Als die Dortmunder an die Börse gingen und Aktien unters Volk streuten, ließ er sich vor den Werbekarren spannen und gestand: "Auch ich habe Aktien gekauft, bei so etwas muss man dabei sein." Seine Erkrankung gab er selbst öffentlich bekannt, weil die Borussia kurz vorher an die Börse gegangen war. Für ihn eine Selbstverständlichkeit, für andere verstärkte der Auftritt die Zweifel an der Ehrlichkeit des Christen Herrlich. Er reagiert mit Trotz auf solche Anschuldigungen. Er hat gelernt, Rückschläge wegzustecken und die Anfeindungen zu parieren. Heiko Herrlich ist im Laufe der Jahre zu einem Stehaufmännchen geworden, der eine Portion Egoismus in die Waagschale werfen kann. Immer wieder musste er aufstehen nach den vielen Verletzungen, den Operationen und einer Gelbsucht. "Sein starker Wille ist seine ausgeprägteste Eigenschaft. Da geht er mit dem Kopf durch die Wand", sagte seine Mutter Erika.

Diesmal ist es eine besonders dicke Wand für den Menschen und den Fußballspieler Heiko Herrlich. Nun gibt es Hoffnung.
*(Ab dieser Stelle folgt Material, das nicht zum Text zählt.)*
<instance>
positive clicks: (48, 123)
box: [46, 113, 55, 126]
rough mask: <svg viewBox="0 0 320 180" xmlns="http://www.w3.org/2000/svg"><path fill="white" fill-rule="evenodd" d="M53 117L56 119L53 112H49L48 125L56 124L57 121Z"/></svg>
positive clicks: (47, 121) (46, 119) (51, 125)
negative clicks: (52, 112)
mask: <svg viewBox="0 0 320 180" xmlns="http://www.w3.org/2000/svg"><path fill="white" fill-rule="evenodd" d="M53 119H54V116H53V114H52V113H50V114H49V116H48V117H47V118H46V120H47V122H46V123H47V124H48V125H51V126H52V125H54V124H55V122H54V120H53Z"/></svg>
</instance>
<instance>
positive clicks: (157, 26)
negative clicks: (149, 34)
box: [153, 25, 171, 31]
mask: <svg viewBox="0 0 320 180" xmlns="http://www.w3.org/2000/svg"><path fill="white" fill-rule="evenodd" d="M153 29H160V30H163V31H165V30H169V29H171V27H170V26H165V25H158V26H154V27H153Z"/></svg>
Es sind positive Nachrichten, die ihm neuen Mut gemacht haben. Aber es bleibt ein Berg an Angst und Ungewissheit. Gewinnt er seinen Kampf gegen den Tumor? Wird er wieder völlig gesund? In Dortmund haben sie alles getan, um ihm das Gefühl zu vermitteln, dass er nicht alleine kämpft. "Ich bin optimistisch, wieder für den BVB spielen zu können", sagte Herrlich. "Ich denke an keinen anderen Verein." Und das hat ihm nicht nur in Dortmund in diesem Moment jeder als ehrliches Gefühl abgenommen.